Botta e risposta fra il capogruppo dell’Italia dei Valori alla Camera e l’Autorità di garanzia (?) sulle Comunicazioni, in attesa del prossimo avvicendamento che porterà al vertice dell’Authority i delegati della partitocrazia dopo l’accordo indecente fra Berlusconi, il ticket Bersani-D’Alema e Casini. In seguito alla pubblicazione oggi su questo blog di un articolo sulla “doppia sede” dell’Agcom, a Napoli e a Roma, Massimo Donadi ha tempestivamente presentato un’interrogazione parlamentare al ministro dell’Economia e della Finanza, per denunciare questo ennesimo spreco di Stato e chiedere di eliminare la sede nella Capitale, mantenendo solo quella “principale” nel capoluogo campano, come previsto originariamente dalla stessa legge istitutiva. A giusta ragione, definendo la situazione “inconcepibile”, lo stesso Donadi chiede anche di sapere “quali e quanti siano i costi connessi al mantenimento di tale “doppia sede” e, in particolare, quale sia l’entità delle risorse pubbliche che sino ad oggi siano state impiegate per pagare le trasferte da Roma a Napoli e viceversa, dei componenti dell’Agcom e del loro staff”.

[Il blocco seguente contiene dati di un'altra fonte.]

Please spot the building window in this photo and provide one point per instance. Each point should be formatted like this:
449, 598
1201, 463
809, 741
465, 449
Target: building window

Con una risposta imbarazzata, e francamente anche imbarazzante, l’Ufficio stampa dell’Autorità risponde senza rispondere che “l’articolazione degli uffici di Agcom sulle sedi di Roma e di Napoli è stata stabilita da decreti della Presidenza del Consiglio”. Appunto: come ha scritto “Pubblica Accusa” e come volevasi dimostrare. Poi, a corto evidentemente di argomenti, lo stesso portavoce balbetta che “l’affitto della sede di Napoli presso il Centro Direzionale risale a 14 anni orsono e a più riprese – ma senza successo – è stata richiesta la disponibilità di una sede pubblica al demanio, che ha in ogni caso accertato la congruità del canone di locazione”. E ci mancherebbe altro! La colpa, insomma, sarebbe di palazzo Chigi ovvero del Demanio.

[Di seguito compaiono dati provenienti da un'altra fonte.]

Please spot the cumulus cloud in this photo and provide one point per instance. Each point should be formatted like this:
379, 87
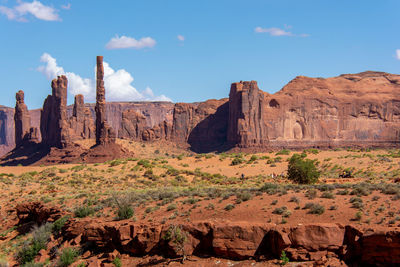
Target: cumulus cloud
181, 38
67, 6
277, 31
35, 8
124, 42
118, 83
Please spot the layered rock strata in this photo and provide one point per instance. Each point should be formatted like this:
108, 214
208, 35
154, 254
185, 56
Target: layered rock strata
104, 133
81, 122
53, 122
22, 119
321, 243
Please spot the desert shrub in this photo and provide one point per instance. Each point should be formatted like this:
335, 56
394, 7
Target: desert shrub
229, 207
311, 193
315, 208
294, 199
28, 264
342, 192
117, 262
237, 160
67, 257
171, 207
244, 196
59, 224
83, 211
360, 190
283, 152
124, 209
145, 163
302, 171
148, 173
284, 259
328, 195
358, 216
38, 241
282, 211
356, 202
311, 150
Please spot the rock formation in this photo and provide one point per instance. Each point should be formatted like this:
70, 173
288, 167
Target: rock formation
349, 110
133, 125
104, 133
81, 121
22, 119
53, 123
245, 115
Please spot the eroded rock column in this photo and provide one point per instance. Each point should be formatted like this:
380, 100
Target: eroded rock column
53, 123
22, 119
104, 133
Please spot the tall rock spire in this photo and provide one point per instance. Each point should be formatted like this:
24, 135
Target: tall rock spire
104, 133
53, 122
22, 119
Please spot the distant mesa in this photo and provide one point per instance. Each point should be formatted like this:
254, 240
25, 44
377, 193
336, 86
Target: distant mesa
59, 132
357, 110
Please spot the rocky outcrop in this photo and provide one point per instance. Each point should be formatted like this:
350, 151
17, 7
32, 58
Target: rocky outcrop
24, 133
349, 110
22, 119
246, 115
104, 133
53, 123
133, 125
240, 241
7, 131
81, 122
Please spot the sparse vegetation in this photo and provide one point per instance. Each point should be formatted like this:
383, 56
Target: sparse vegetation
302, 171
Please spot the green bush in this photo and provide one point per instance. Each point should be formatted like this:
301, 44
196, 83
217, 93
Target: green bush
67, 257
237, 161
58, 224
39, 240
117, 262
229, 207
283, 152
302, 171
315, 208
125, 210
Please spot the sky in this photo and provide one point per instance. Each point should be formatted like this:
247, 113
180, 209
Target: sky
186, 50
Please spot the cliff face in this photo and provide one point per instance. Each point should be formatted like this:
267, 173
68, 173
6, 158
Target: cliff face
349, 110
357, 109
154, 112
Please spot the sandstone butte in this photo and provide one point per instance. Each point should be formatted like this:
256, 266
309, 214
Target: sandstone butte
360, 110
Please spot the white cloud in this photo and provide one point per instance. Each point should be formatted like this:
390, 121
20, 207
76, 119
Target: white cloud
278, 32
36, 9
67, 6
124, 42
118, 83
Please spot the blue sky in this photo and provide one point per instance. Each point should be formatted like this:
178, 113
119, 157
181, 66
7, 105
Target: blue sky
190, 51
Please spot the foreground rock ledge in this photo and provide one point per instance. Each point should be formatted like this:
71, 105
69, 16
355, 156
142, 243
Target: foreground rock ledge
320, 242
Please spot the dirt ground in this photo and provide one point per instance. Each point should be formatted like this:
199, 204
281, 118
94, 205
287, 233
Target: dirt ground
166, 184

Con grande sprezzo del ridicolo, l’Agcom precisa infine che nel frattempo ha provveduto a ridurre da 24 ad appena 14 (quattordici!) i piani occupati nella “Torre Francesco” del Centro direzionale di Napoli. Nessuna replica, invece, sul fatto che – come “Pubblica Accusa” aveva rivelato – l’edificio appartiene a Francesco Gaetano Caltagirone, editore del “Messaggero” di Roma, del “Mattino” di Napoli e del “Gazzettino” di Venezia, e in quanto tale soggetto controllato dalla medesima Authority. L’imprenditore è anche il padre di Azzurra Caltagirone, seconda moglie di Pierferdinando Casini, leader dell’Udc, sponsor politico del nuovo commissario Francesco Posteraro. No comment.